British National champion loses time, but says it won't mean much
"It's still early days yet and these stages are all about not giving anything away but the real stuff is still to come," said the Brit following the 172 kilometre stage.
While there was heart-stopping action at the finish line with mere centimetres separating Wiggins' GC rivals Cadel Evans (BMC Racing) and Alberto Contador (Saxo Bank-SunGard), the British National Road Champion led home the second group of 31 riders to cross the tape in 11th position. Wiggins lost six seconds to be 10 seconds back, but moved up four spots to sixth on GC – the best of the Sky men, with fast men Geraint Thomas and Edvald Boasson Hagen at 12 seconds, also in the top 10.
All in all, Wiggins was satisfied with his performance where he, like stage winner Evans, had fought his way back to the main bunch after a mechanical.
"It's probably not much of a climb if you do it in training but the way the stage was, with the wet, the wind and a nervy peloton, that was pretty tough at the end of 170k.
"I just conceded a few seconds at the top there but gained a lot on other people and at the end of three weeks it's not going to mean much. It was a tricky finish and it's a question of making sure you stay out of trouble again, staying upright and getting it all out so I'm pretty happy."
Equally content with the situation his team find themselves in was Sports Director Sean Yates who said: "It was an exciting finish and it's good we've still got the three guys in the top 10 on the GC. Everything is very much on track and we're in the right place but it's a long waiting game in many ways, especially for Brad.
"We knew it was going to be hard on that final climb today and so it proved. Those sort of finishes don't particularly suit Brad but he only lost six seconds to the front group so it was a great result and the team worked well."

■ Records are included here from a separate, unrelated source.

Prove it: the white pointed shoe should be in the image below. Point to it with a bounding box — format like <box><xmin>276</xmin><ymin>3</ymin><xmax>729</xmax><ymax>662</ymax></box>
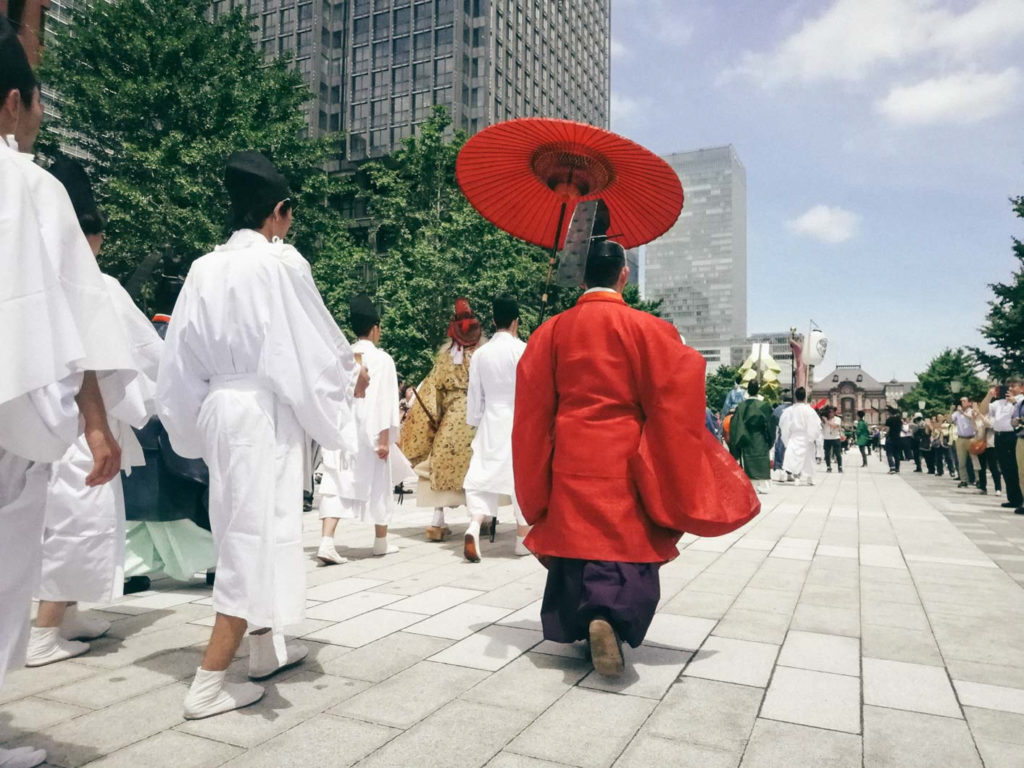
<box><xmin>25</xmin><ymin>626</ymin><xmax>89</xmax><ymax>667</ymax></box>
<box><xmin>0</xmin><ymin>746</ymin><xmax>47</xmax><ymax>768</ymax></box>
<box><xmin>514</xmin><ymin>536</ymin><xmax>530</xmax><ymax>556</ymax></box>
<box><xmin>316</xmin><ymin>539</ymin><xmax>347</xmax><ymax>565</ymax></box>
<box><xmin>183</xmin><ymin>667</ymin><xmax>264</xmax><ymax>719</ymax></box>
<box><xmin>248</xmin><ymin>632</ymin><xmax>309</xmax><ymax>680</ymax></box>
<box><xmin>60</xmin><ymin>604</ymin><xmax>111</xmax><ymax>641</ymax></box>
<box><xmin>372</xmin><ymin>536</ymin><xmax>399</xmax><ymax>556</ymax></box>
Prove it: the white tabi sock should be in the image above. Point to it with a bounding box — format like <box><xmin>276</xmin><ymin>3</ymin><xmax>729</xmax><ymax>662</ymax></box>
<box><xmin>25</xmin><ymin>626</ymin><xmax>89</xmax><ymax>667</ymax></box>
<box><xmin>432</xmin><ymin>507</ymin><xmax>445</xmax><ymax>526</ymax></box>
<box><xmin>60</xmin><ymin>604</ymin><xmax>111</xmax><ymax>641</ymax></box>
<box><xmin>248</xmin><ymin>632</ymin><xmax>308</xmax><ymax>680</ymax></box>
<box><xmin>0</xmin><ymin>746</ymin><xmax>47</xmax><ymax>768</ymax></box>
<box><xmin>467</xmin><ymin>519</ymin><xmax>482</xmax><ymax>539</ymax></box>
<box><xmin>184</xmin><ymin>667</ymin><xmax>264</xmax><ymax>719</ymax></box>
<box><xmin>514</xmin><ymin>536</ymin><xmax>530</xmax><ymax>556</ymax></box>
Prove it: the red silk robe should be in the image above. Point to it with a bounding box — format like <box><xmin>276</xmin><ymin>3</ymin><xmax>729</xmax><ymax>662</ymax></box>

Talking through the final drag up the Mûr-de-Bretagne, Yates added: "The plan was to make sure Brad was in the right place at the bottom of the climb and then it was always going to be a bit of a free-for-all after that.
"So it proved and plenty of guys attacked on that final climb - and Rigo [Uran] was one of those who was able to fire which was good to see."
Colombian Uran was best-placed of the Sky men, finishing fourth on the stage.